7. Conference Internationale des Ordres des Medecins. Principes d'Ethique médicale. Pro manuscript, Paris: 1987.

8. Herranz G. Respect, a fundamental ethical attitude in Medicine. Pamplona: University of Navarra, 1985.

9. Siegler M. The Patient-physician accommodation. A central event in clinical medicine. Arch Intern Med 1982;1 42: 1899-902.

10. Martin AR. Exploring patients beliefs. Steps to enhancing physician-patient interaction. Arch Intern Med 1983; 143: 1773-5.

11. American College of Physicians. Ethics guide. Ann Intern Med 1984; 101: 129-37.

12. Snow LF. Folk medical beliefs and their implications for care of patiens. A review based on studies among black Americans. Ann Intern Med 1974; 81: 82-96.

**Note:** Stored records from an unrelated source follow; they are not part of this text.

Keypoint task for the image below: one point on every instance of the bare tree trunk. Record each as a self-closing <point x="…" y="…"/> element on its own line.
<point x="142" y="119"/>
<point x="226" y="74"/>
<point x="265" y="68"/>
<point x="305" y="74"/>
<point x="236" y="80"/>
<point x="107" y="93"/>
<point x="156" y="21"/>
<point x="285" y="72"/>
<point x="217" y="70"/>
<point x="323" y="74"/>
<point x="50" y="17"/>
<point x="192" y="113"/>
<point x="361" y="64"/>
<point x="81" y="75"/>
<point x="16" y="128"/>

13. Brody DS. Physician recognition of behavioral, psychological, and social aspects of medical care. Arch Intern Med 1980; 140: 1286-9.

14. Sampson ACM. The Neglected Ethic. Religious and Cultural factors in the Care of Patients. McGraw-Hill (UK): London, 1982.

15. Benarde MA, Mayerson EW. Patient-physician negotiation. JAMA 1978; 239: 1413-5.

16. Kassirer JP. Adding insult to injury. Usurping patient's prerogatives. N Engl J Med 1983; 308: 898-901.

17. Aronson SM. Religion and Medicine. Rhode Isl Med J 1986; 69: 106.

18. His Royal Highness the Prince of Wales. Presidential Address. Br Med J 1982; 285: 185-6.

19. Thomasma DC. Beyond medical paternalism and patient autonomy: A model of physician conscience for the physician-patient relationship. Ann Intern Med 1983; 98: 243-8.

20. Holder A. Medical Malpractice Law. John Wiley and Sons: New York, 1975.

21. Relman AS. Christian Science and the care of children. N Engl J Med 1983; 309: 1639.

22. Kopelman L. Justice and the hippocratic tradition of acting for the good of the sick. In: Ethics and Critical Care Medicine. J C Moskop and L Kopelman, eds. D Reidel: Dordrecht, 1985.

23. Beauchamp TL, Chidress JF. Principles of Biomedical Ethics, 2nd ed. Oxford University Press: New York, 1983.